In den ausweislich aller Meinungsumfragen die Öffentlichkeit be­we­gen­den Fra­gen findet tatsächlich ein offener, das heißt allen po­ten­tiel­­len Dis­ku­tanten zugängli­cher Diskurs nicht statt. Die etablierten Kräf­­te des Partei­enstaates und der Medien­ge­sell­schaft haben nicht im ge­­ring­sten die Absicht, ihre gesellschaft­lichen und staats­politischen Grund­­entscheidun­gen von ir­gend ­jemandem in diskursiven Zweifel zie­­­hen zu lassen. Unbe­queme Ansich­ten werden systematisch un­ter­drückt, stigma­tisiert und wo möglich mit Stra­fe bedroht. Dies gilt bei­spiels­weise für an sich nach­prü­fungsfähige Fakten der jüngeren Zeit­ge­schichte. Eine Dis­kus­sion über den Ver­trag von Maastricht mit dem Ziel einer Ent­schei­dung über das Ob der Ratifizierung hat eben­so we­nig statt­ge­funden, wie keine Diskussion über die Frage der Auf­ent­halts­berechti­gung für Mil­­lionen Ausländer in Deutsch­land mit dem Ziel stattfindet, über das Ob dieses Aufent­hal­tes auch nur ein Wort zu ver­lieren. Die Ent­scheidun­gen sind alle längst getrof­fen, und es gibt al­len­falls noch eine Diskussion über das Wie innerhalb der selbst­refe­ren­tiellen Ent­schei­dungs­gremien des In­nenlebens des Par­tei­en­staates: Das ewige Selbst­ge­spräch ersetzt das ewige Gespräch - im­mer das­sel­be gespen­sti­sche Mur­meln und Rau­nen der unendlich sich drehenden staatlichen und medialen Gebets­mühlen.

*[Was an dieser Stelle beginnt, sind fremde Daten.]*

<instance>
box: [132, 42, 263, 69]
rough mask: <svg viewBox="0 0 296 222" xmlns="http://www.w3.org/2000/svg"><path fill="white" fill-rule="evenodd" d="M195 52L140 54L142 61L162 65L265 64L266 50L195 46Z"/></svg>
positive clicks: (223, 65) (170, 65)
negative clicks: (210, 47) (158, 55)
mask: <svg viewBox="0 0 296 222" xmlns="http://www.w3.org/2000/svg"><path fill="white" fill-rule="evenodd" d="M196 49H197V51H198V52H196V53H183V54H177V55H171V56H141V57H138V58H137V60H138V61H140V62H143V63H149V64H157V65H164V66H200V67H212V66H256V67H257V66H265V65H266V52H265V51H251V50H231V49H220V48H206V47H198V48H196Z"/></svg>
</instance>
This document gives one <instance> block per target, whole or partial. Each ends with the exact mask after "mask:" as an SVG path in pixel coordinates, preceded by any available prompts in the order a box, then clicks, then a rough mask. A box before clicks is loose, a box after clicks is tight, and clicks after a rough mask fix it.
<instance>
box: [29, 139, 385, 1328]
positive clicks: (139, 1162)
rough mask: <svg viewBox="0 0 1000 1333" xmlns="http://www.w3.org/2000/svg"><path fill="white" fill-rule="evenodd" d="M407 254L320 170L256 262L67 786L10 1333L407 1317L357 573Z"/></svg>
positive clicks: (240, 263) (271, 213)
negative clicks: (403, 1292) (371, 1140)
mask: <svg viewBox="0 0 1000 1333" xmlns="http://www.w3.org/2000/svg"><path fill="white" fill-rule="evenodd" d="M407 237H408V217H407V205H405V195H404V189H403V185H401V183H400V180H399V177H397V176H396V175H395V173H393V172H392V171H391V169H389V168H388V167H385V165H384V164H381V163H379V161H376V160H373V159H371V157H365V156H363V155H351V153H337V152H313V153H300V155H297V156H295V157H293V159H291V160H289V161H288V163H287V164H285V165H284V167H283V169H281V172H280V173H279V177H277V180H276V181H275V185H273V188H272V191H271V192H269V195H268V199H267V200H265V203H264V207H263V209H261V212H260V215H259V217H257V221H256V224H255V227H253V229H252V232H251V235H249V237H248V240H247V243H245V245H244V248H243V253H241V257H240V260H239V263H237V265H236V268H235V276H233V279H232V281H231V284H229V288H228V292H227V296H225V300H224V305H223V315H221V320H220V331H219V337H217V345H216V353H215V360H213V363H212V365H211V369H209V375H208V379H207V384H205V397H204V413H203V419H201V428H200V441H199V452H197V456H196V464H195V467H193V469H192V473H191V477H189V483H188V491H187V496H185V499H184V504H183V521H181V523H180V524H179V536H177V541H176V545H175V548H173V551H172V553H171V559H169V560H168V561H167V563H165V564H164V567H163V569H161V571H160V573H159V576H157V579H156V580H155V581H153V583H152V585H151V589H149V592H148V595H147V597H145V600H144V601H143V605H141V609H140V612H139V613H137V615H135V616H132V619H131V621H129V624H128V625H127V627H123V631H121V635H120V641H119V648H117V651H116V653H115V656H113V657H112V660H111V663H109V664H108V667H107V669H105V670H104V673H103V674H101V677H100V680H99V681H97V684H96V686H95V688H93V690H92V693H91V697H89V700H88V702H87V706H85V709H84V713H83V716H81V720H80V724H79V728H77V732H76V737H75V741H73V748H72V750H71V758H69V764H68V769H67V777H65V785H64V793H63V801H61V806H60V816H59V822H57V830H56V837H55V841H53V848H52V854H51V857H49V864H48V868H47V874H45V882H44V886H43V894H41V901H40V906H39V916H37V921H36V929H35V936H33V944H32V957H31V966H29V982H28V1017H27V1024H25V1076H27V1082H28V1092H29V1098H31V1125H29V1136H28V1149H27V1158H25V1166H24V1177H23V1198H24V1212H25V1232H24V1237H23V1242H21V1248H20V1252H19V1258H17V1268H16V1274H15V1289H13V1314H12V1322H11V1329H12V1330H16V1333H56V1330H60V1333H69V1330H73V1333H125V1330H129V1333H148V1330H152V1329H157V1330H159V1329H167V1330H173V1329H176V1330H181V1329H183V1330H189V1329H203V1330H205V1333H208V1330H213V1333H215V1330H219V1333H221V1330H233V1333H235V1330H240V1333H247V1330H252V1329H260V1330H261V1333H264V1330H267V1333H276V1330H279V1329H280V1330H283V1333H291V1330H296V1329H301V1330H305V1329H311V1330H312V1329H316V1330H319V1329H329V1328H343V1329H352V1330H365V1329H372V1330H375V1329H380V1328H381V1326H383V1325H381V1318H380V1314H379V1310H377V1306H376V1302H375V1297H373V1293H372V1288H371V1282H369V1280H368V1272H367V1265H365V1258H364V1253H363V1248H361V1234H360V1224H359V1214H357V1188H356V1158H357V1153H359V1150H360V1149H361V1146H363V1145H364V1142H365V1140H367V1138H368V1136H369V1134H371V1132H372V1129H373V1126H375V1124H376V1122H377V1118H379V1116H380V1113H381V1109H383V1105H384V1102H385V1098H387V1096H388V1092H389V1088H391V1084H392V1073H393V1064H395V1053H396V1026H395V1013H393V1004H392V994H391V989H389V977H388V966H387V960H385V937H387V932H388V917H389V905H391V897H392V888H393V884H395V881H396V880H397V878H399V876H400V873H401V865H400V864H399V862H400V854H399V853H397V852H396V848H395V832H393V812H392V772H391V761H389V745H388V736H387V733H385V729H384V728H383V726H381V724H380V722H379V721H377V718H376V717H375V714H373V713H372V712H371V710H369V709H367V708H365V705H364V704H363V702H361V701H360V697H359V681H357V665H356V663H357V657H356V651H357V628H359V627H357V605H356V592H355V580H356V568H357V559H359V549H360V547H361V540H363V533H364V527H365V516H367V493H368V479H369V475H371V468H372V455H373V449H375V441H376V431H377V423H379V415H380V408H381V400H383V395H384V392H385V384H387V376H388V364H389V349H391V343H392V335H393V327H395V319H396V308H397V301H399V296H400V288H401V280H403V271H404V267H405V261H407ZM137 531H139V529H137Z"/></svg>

Tat­säch­lich nehmen große Be­völkerungs­grup­pen an Habermas' ge­samt­gesell­schaftli­cher Kommuni­kation nicht teil. Sie können sich da­­her in die ge­samtgesell­schaft­lich ent­ste­­hende Vernunft nicht ein­brin­­gen. Im Endef­fekt er­zeugt auch der Liberalismus mit seinem immer­wäh­renden Gespräch in der totalen Kom­munikati­ons­gesellschaft eine Art von Ordnung. Es han­delt sich dabei um keine Ord­nung der Aus­gewo­gen­heit, son­dern um eine Ord­nung, in der - wie in jeder Ord­nung - die ei­nen oben sind und die an­de­ren unten; und die drit­ten sind am Ende überhaupt nicht vorhan­den. Kein ungeborenes Kind kann sein Leben in die Waag­schale der to­ta­len Kom­munikationsge­sell­schaft werfen, kein altes Müt­terchen, keine alten Kran­ken und Schwachen, nicht die vielen Sprachlosen und Dum­men, die weder die Fähigkeit noch Lust ha­ben, überhaupt mit ei­nem anderen zu kommu­nizieren. Alle sie sind ausge­grenzt und kom­men mit ihrem Bedürfnis­sen in der Kommunikations­theorie überhaupt nicht vor.

 

 



[1] Dahl, Democracy and its Critics, New Haven 1989, S.252, zit. nach Habermas S.385.

[2] Schrenck-Notzing, Abschied vom Dreiparteiensystem, S.121.

[3] Backes/ Jesse, Extremismus, S.174.

[4] Habermas, Faktizität und Geltung, S.76.